Sherry Lynn Hatcher WF ’65 was honored with a Fielding Graduate University endowed scholarship fund in her name. The Dr. Sherry L. Hatcher Honorary Scholarship Fund offers ongoing annual scholarships to support Fielding students.

Jessica Thomulka TF 16 received the 2019 Koinonia Family Life Pinnacle Award for dedicated service in honor of Brother Elliot Johnson’s dedication to the Camden Dream Center. 

Beverly R. Voloshin WF 71 will be a Fulbright Fellow at Al Quds University in the Occupied Palestinian Territories, spring semester 2020, teaching American Literature.

Amanda T. Boston TR ’15 was elected to serve on Brown University’s Board of Trustees.

Five Fellows from Citizens & Scholars programs were elected to the American Academy of Arts and Sciences in 2020: Alondra Nelson CEF 06, Daniel Porterfield MN 89, Winnifred Fallers Sullivan CN 92, Susan S. Wallace WF 59, Adela Louise Yarbro Collins WF 67.

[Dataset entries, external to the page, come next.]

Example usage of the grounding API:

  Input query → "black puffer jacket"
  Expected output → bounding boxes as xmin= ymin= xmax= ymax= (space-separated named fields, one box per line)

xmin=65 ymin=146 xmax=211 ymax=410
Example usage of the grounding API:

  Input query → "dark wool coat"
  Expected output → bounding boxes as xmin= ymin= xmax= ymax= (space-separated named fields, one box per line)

Nine of this year’s Guggenheim Fellows are also Fellows from various Citizens & Scholars programs: Amy N. Burnett CN ’87, Sarah Buss MN ’83, Robert Ford Campany CN ’87, James T. Campbell CN ’86, Garth Richard Greenwell MN ’03, Susan M. Juster CN ’88, Vera Audrey Keller MN ’03, Bernadette A. Meyler MN ’95, and Kimberly K. Phillips-Fein MN ’98.

Four National Humanities Center 2020 Fellows are from the Citizens & Scholars network. Those Fellows are Alexis Pauline Gumbs MN ’04, Gregg Mitman CN ’86, Crystal R. Sanders MN ’05, MMUF TR ’08, and Molly Worthen MN ’05.

American Council of Learned Societies Fellows: Hannah Barker CN ’13, Nicole A. Burrowes CEF ’20, Elizabeth Ellis CEF ’20, Nell Gabiam CEF ’14, David L. Hoffmann MN ’83, Douglas Northrop MN ’91, Nicole Sackley MN ’96 CN ’02, Shelley Streeby MN ’87, and Lisa B. Thompson MN ’92.

Many of the Fellows supported and honored by these organizations come from “second generation” Citizens & Scholars programs—those that came after the original Woodrow Wilson Fellowships from 1945 to 1972. They include Career Enhancement Fellows (CEF), Andrew W. Mellon Fellows in Humanistic Studies (MN), and Newcombe Fellows (CN). This group of scholars represents today’s and tomorrow’s leaders in their fields. We are proud to have supported them at various stages of their careers.